APS March Meeting 2011
Volume 56, Number 1
Monday–Friday, March 21–25, 2011;
Dallas, Texas
Session J2: Force Probes of Materials' Structure and Function
11:15 AM–2:15 PM,
Tuesday, March 22, 2011
Room: Ballroom A2
Sponsoring
Unit:
DCMP
Chair: Chris Hammel, Ohio State University
Abstract ID: BAPS.2011.MAR.J2.3
Abstract: J2.00003 : Magnetic force microscopy of superconductors: vortex manipulation and measuring the penetration depth
12:27 PM–1:03 PM
Preview Abstract
Abstract
Author:
Ophir Auslaender
(Technion - Israel Institute of Technology)
We use a low temperature magnetic force microscope (MFM) to image
superconductors. The interaction between the magnetic tip and
individual vortices allows us to both image vortices and to
manipulate them. The manipulation results depend on sample
thickness and on the superconducting properties. Here I
concentrate on YBa$_2$Cu$_3$O$_{6+x}$ (YBCO) samples and on
Ba(Fe$_{0.95}$Co$_{0.05}$)$_2$As$_2$, an underdoped pnictide. In
thin films, if the force exerted by the tip is strong enough to
overcome the pinning potential a vortex jumps as a whole to a new
pinning site. The behavior in thick YBCO single crystals depends
on the doping level. In a slightly overdoped sample
vortices stretch rather than jump when we perturb them strongly
[1]. The dragging distance in this crystal is anisotropic: it is
easier to drag vortices along the Cu-O chains than across them,
consistent with the tilt modulus and the pinning potential being
weaker along the chains. We also find that when we ``wiggle'' the
top of a vortex we can drag it significantly farther than when we
do not, giving rise to a striking dynamic anisotropy between the
fast and the slow directions of the scan pattern. In an
underdoped YBCO single crystal, where superconductivity is so
anisotropic that a vortex should be viewed as a stack of two
dimensional pancakes, we show that vortices kink rather than tilt
when we perturb them [2]. Since the discovery of the pnictides, a
new family of high temperature superconductors, we have also been
developing ways to determine the absolute
value of the magnetic penetration depth, which is notoriously
difficult to measure, as well as its dependence on temperature.

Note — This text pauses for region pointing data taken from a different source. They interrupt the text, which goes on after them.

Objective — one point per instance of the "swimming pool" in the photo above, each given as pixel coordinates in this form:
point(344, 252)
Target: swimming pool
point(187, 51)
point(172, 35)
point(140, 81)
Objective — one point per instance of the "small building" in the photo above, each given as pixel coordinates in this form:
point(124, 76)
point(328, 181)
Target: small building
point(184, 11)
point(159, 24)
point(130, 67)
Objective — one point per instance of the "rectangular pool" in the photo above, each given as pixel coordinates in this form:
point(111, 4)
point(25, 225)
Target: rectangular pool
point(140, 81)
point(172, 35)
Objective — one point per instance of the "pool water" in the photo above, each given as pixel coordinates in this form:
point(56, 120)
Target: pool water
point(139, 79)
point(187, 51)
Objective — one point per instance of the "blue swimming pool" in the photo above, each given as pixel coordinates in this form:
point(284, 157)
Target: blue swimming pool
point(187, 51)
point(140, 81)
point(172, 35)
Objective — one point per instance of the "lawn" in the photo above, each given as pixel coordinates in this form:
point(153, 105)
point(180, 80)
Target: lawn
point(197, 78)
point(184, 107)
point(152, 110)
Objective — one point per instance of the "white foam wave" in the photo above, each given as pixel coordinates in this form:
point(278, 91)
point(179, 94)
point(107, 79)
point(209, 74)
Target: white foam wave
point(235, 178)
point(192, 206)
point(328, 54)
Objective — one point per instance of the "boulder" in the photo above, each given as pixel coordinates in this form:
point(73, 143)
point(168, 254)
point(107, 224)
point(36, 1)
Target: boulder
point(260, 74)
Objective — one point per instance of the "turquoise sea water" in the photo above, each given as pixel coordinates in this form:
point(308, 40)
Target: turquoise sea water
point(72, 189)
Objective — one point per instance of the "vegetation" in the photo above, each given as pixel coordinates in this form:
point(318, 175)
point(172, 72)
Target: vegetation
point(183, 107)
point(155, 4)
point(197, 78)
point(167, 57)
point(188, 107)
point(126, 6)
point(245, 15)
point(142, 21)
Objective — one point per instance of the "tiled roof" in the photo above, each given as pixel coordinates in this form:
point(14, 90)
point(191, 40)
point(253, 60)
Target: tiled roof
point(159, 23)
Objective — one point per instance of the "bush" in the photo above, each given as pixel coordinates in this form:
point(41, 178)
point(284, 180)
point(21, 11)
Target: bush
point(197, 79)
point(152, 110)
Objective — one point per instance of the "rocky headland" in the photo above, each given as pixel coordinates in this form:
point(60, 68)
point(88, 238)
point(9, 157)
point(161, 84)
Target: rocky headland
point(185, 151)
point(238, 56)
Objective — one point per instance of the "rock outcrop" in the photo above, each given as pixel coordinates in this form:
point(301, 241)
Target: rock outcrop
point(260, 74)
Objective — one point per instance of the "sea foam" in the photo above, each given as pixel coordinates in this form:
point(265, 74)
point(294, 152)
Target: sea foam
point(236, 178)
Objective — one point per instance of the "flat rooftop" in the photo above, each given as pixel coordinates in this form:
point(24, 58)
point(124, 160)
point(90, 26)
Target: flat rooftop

For that we either use the Meissner repulsion of the magnetic MFM
tip from the sample or the magnetic interaction between the tip
and the magnetic field from a vortex. The temperature dependence
that we find allows us to comment on the symmetry
of the order parameter [3].
\\[4pt]
Work done in collaboration with Lan Luan and Kathryn A. Moler
(Stanford)\\[4pt]
[1] O. M. Auslaender et al., Nat. Phys. 5, 35 (2009).\\[0pt]
[2] Lan Luan et al., Phys. Rev. B 79, 214530 (2009).\\[0pt]
[3] Lan Luan et al., Phys. Rev. B 81, 100501 (2010).